Last week in the capital, Maputo, the police responded with violence when supporters took to the streets to greet the main opposition leader, Venâncio Mondlane, who returned to Mozambique after self-imposed exile. This fiery leader has won the support of young voters who seem to be their allies in the fight against a corrupt political party.

Mr. Mondlane, who claims to have won the election, has called for the protests to continue, although this week he did not attract the protests that closed the capital and other cities in the past months.

In an interview in Maputo, Mr. Mondlane said he had contacted Mr. Chapo for his friend. He expressed his hope that the president-elect will discuss the decision to end the political turmoil and accept the changes presented by him in the latest proposal. Those reforms include the construction of three million houses for Mozambique’s poor and the creation of a multibillion-dollar fund for women- and youth-led startups.

“You have to give people something very important and tangible,” said Mr. Mondlane. “I don’t know if all these things in my proposal will be satisfied or not. But I think we will start a discussion forum.”

Protests are still necessary, he added, because to ensure that changes will happen, “you have to put the government under pressure.”

Mr. Chapo, 48, emerged last year as a Frelimo presidential candidate. Unlike others in the group, he did not want to be promoted. He entered government positions 10 years ago, but faced a troubled political history a long time ago.

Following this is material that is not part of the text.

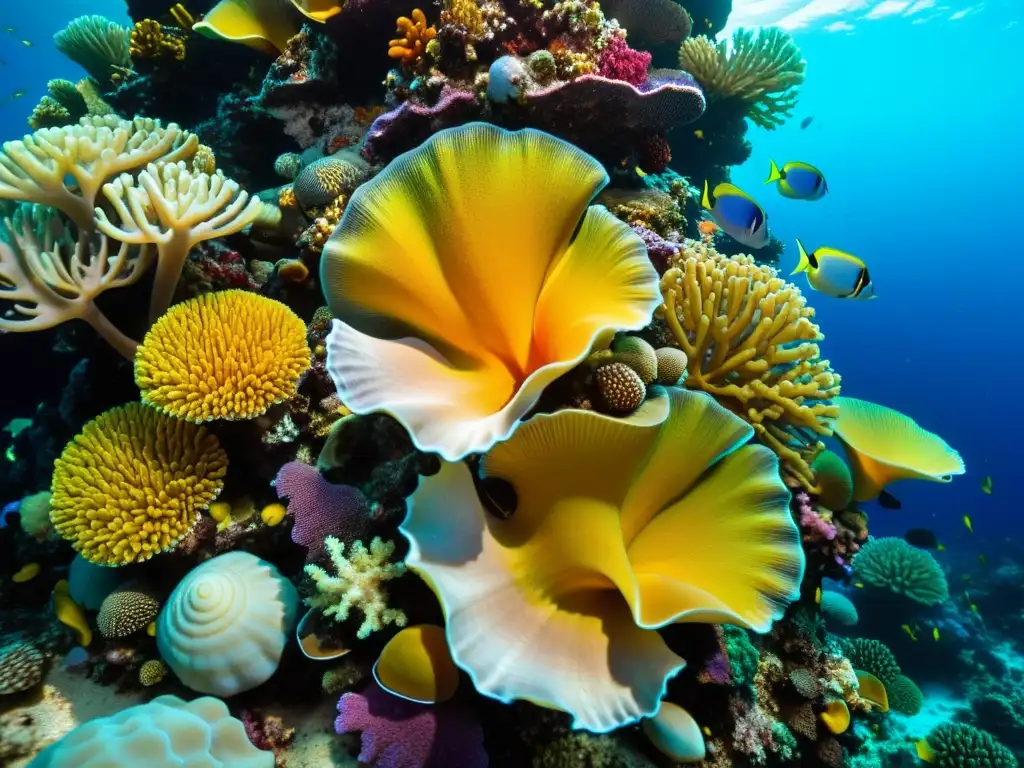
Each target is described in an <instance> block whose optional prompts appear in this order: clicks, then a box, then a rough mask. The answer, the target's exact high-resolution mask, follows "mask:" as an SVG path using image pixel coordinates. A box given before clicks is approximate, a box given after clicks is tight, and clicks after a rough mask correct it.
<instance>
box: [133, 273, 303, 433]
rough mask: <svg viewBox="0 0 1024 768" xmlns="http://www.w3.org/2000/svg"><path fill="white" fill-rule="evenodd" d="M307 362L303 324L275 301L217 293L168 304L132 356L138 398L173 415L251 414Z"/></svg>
mask: <svg viewBox="0 0 1024 768" xmlns="http://www.w3.org/2000/svg"><path fill="white" fill-rule="evenodd" d="M308 367H309V347H308V346H307V345H306V327H305V324H304V323H303V322H302V321H301V319H300V318H299V317H298V315H296V314H295V313H294V312H293V311H292V310H291V309H289V308H288V306H286V305H285V304H282V303H281V302H280V301H274V300H273V299H268V298H266V297H265V296H260V295H259V294H255V293H249V292H247V291H219V292H217V293H210V294H203V295H202V296H200V297H198V298H196V299H191V300H190V301H187V302H183V303H181V304H178V305H176V306H174V307H172V308H171V309H170V310H169V311H168V312H167V313H166V314H164V315H163V316H162V317H161V318H160V319H159V321H157V323H156V324H155V325H154V326H153V328H152V329H150V332H148V333H147V334H146V335H145V339H144V340H143V341H142V343H141V344H140V345H139V347H138V351H137V352H136V355H135V383H136V384H138V388H139V391H140V392H141V394H142V401H143V402H145V403H147V404H150V406H153V407H154V408H156V409H157V410H159V411H161V412H163V413H166V414H169V415H170V416H173V417H175V418H177V419H184V420H186V421H191V422H204V421H211V420H213V419H228V420H236V419H252V418H254V417H256V416H259V415H261V414H263V413H265V412H266V410H267V409H268V408H270V406H272V404H274V403H275V402H281V401H282V400H285V399H287V398H288V397H291V396H292V395H293V394H295V388H296V385H297V383H298V380H299V376H301V375H302V373H303V372H304V371H305V370H306V369H307V368H308Z"/></svg>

When he was 5 years old, he said, his family was kidnapped by Frelimo fighters during Mozambique’s 16-year civil war. A lawyer by training, he served as a provincial governor before running for president for the first time last year as a member of Frelimo.

Branquinho João da Costa, a 43-year-old doctor who lives part-time in Maputo, remembers his school days when the glory of Frelimo was instilled in him and his classmates with freedom songs. “It is very difficult to be completely cut off from Frelimo,” he said.

Many Mozambicans were already unhappy with the group because of allegations of corruption and its failure to deal with rising prices, which they called “a new form of human slavery.” Mr. da Costa said his friend’s Frelimo was closely linked to the party’s roots, and at the time was led by officials who did not care about wealth and power.

“The true purpose of Frelimo was to serve the people,” he said. “Now many of them, are fighting to get political positions just to respond.”

Frelimo no longer has the courage to ignore such criticism, some party members say. The past few months were a warning, said Alsácia Sardinha, who was sworn in this week for her third term as a member of Parliament for Frelimo.

“We have to reinvent ourselves to respond to people’s needs,” he said. That re-establishment includes a party that controls its government against wrongdoing, he added.

Mr. Muthisse, a former Frelimo official, said Parliament will no longer know the rubber stamp laws imposed by the president. The party must focus on reforming institutions, such as the electoral commission and the courts, in order to regain public trust.

That change should be the focus of discussions with the opposition, said Mr. Kiss him.

“Everyone should bring ideas,” he said, “so that in the next election, we all believe.”